Namely: She hated it when I called her that. She tolerated it from her father, but not from anyone else, especially not me (or Josh, who loved to tease her mercilessly like the older brother she didn't have). And when I would call her that, she'd get mad at me.
Which is what I wanted.
What I was saying was hard enough, I sure as hell didn't want her looking up at me with those sad, dark, questioning eyes that blinked back tears. I would much rather she be furious at me.
That would make it easier to walk away.
Which was another piece of strategy on my part - I was at her apartment. I didn't want her trying to drive home from mine with tears in her eyes. She'd probably crash into something. And I didn't want that.
But no matter how strategic my words were, no matter how much I tried to control my tone of voice, she still ended up looking up at me with those sad, dark, questioning eyes that blinked back tears. And then I walked out.

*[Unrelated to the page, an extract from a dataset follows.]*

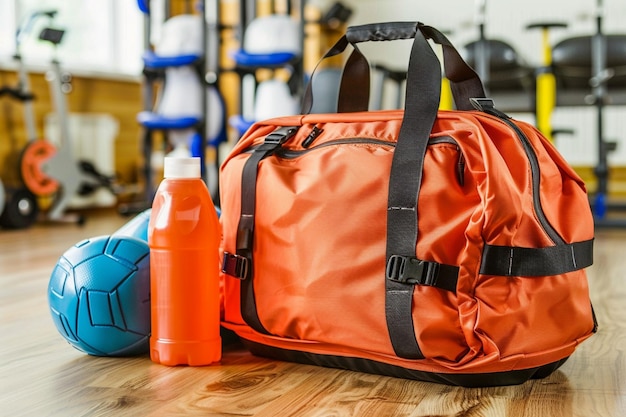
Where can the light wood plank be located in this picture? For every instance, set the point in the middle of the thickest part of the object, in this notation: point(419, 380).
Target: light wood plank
point(41, 375)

I was doing the right thing, I tried to convince myself. I was too much like her father, she was too much like her mother (at least, according to Leo - all I knew of Jenny was when I hit on her by accident)...and we'd both seen how that had played out. And neither of us wanted that. She was tired of two-week flings with random men, and I was tired of falling into bed with dangerous women. We were both tired of giving our hearts up, only to have them broken quickly and painfully.
So I tried to convince myself it was really for the best, that we'd both be better off, that we'd both move on and be happier.
That was all I wanted for her...I wanted her to be happy. Really, I did. Really, I **do**. And she'll be happier without me, I...I know it.
Even if she doesn't yet.
But if all that's true...
Why am I standing here, amid lawn chairs and a leaf-covered pool, staring up
four stories and trying to pick out her window?